We have constructed a very simplified and restricted two-seller economy in which the instantaneous utilities of the two sellers are given either by the price-quality model of (Sairamesh and Kephart, 1998), or by the of the information-filtering model of (Kephart et al., 1998). In both models, cyclic price wars are obtained when the sellers myopically optimize their instantaneous utilities without regard to longer-term impact of their pricing policies. By limiting the system to two sellers with fixed product differentiation (i.e. quality or information category), and by modeling the consumers as giving instantaneous, deterministic responses to the current prices of the two sellers, we have essentially created a two-player, alternating-turn, arbitrary-sum Markov game. In this game, both the state-space transitions and the rewards at each time step are deterministic; furthermore, the state space is fully observable and the exact utility functions for both players are known by each player. Finally, the discretization of the seller prices implies that lookup table representation of the utilities and optimal prices are feasible.
Under the above conditions, we have developed two types of procedures for progressively calculating optimal price tables based on n-step lookahead. Our main finding is that, at least for the two specific models studied here, it was possible to significantly ameliorate the myopic price-war dynamics without resorting to deep searches. In both models, utilizing lookahead depths as small as n = 2 was sufficient in at least some cases to damp out or eliminate price wars. These results confirmed our intuition that the ability to anticipate retaliatory responses can be an important mechanism in avoiding price wars, and provide some degree of hope that similar findings might be obtained in more realistic scenarios of larger numbers of agents, and less than perfect information available to the agents. (If foresight-based algorithms turned out not to work in the simplest case, there would be no reason to expect them to work in more realistic cases.) It will be of great interest to understand the conditions under which this will be the case, and when mutual prediction of any depth will have little or no impact on systemic price wars, or possibly even make them worse.
Within the context of our current simulations, one important area of ongoing and future research is further elaborating the conditions under which the proposed algorithms converge to invariant optimal price curves. Several important challenges will also be faced in extending the algorithms for agent foresight to larger-scale, more realistic simulations. In the work reported here, the state space was small and perfectly known, so that one could hope to develop an algorithm that could calculate in advance something like a game-theoretic optimal pricing algorithm for each agent. When there are a large number of sellers in the simulation, the seller utilities and pricing functions will have such high input dimensionality that it will be infeasible to use lookup table state-space representations, and most likely some sort of compact representation combined with a function approximation scheme will be necessary. Furthermore, with many sellers, the concept of sellers taking turns adjusting their prices in a well-defined order becomes problematic. This could lead to an additional combinatorial explosion, if the lookahead procedure has to anticipate all possible orderings of opponent responses. Finally, although the sellers may know quite a lot about the other sellers' costs and rewards, it seems unrealistic to hope that sellers could have full knowledge of the other sellers' utility functions.

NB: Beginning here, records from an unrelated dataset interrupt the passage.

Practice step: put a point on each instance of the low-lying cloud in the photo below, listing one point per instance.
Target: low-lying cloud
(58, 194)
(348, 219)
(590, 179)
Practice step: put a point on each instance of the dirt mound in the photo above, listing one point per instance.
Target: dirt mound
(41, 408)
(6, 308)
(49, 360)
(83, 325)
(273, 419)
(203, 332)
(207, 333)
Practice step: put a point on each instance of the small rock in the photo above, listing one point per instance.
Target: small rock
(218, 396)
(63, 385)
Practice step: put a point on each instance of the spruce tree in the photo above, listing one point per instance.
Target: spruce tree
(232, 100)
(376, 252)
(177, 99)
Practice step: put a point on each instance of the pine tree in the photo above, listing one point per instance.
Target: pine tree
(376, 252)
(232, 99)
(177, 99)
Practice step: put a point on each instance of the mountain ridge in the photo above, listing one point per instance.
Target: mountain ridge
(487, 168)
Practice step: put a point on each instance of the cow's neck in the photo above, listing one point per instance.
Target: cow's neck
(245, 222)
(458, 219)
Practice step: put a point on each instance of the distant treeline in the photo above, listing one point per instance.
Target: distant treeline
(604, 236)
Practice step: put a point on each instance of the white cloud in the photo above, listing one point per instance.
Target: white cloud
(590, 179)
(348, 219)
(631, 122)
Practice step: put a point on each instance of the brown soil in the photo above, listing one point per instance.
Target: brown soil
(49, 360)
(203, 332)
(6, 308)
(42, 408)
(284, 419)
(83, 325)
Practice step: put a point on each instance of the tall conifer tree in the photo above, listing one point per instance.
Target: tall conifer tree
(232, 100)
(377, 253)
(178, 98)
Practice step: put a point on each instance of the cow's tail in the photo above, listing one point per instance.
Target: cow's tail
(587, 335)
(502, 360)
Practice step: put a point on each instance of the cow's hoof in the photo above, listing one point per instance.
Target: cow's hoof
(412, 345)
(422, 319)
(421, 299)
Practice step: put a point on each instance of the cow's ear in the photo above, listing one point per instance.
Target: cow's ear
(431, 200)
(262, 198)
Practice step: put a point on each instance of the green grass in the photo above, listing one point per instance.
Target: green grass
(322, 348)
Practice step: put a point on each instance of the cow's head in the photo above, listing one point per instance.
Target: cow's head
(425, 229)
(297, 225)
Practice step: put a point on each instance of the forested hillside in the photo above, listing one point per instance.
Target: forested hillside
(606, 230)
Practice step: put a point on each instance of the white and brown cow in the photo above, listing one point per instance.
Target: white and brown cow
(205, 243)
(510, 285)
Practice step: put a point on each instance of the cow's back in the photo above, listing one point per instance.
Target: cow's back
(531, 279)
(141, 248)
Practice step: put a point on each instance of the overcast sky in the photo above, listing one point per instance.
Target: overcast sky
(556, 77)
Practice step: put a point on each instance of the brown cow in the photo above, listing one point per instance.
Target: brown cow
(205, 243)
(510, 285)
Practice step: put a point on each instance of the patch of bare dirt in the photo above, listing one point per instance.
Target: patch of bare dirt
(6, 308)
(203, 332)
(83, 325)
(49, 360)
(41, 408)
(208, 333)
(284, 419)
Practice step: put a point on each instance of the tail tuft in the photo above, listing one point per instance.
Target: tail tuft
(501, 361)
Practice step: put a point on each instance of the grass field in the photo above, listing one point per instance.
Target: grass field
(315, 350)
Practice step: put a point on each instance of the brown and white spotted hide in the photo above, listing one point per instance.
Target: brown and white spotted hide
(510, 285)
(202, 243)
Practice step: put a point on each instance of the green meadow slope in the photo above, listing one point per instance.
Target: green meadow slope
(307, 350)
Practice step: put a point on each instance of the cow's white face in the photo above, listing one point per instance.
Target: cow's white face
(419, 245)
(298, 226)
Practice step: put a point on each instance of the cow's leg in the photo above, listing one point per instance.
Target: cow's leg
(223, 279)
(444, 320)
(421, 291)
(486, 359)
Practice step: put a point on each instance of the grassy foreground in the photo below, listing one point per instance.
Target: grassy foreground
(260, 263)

A further set of issues that would be of interest to address has to do with what agents might do when they observe that the actual behavior of other agents does not match with predicted behavior. One could argue that this might not be of paramount importance. As long as the predicted behaviors lead to the elimination of price wars, perhaps any further refinement in prediction accuracy would not lead to significantly increased rewards. Nevertheless, if one observes other agents behaving in a way that one believes to be suboptimal, it might be worth investigating whether such apparent suboptimal behavior might possibly be exploited by some sort of inductive modification of the agent's predictions. A number of important theoretical challenges must be faced in trying to develop such algorithms. First, there is the issue of generalization: given that we have observed the opponent behaving in a certain way at one point in state space, what can we then infer about how that opponent will behave in other parts of the state space? Second, there is the issue of exploration: it may be necessary for the agent to make suboptimal moves in order to reach new areas of state space, simply to gather more information about the opponents' behaviors and strategies. Third, there are additional challenges if one believes that the opponents' strategies are non-stationary; this is presumably much more difficult than modeling a fixed strategy. Finally, there are a host of gamemanship-type issues that could arise; for example, if we observe an opponent behaving suboptimally, it may be a trick -- the opponent may be trying to lead us to develop an incorrect model which can then be exploited at later times.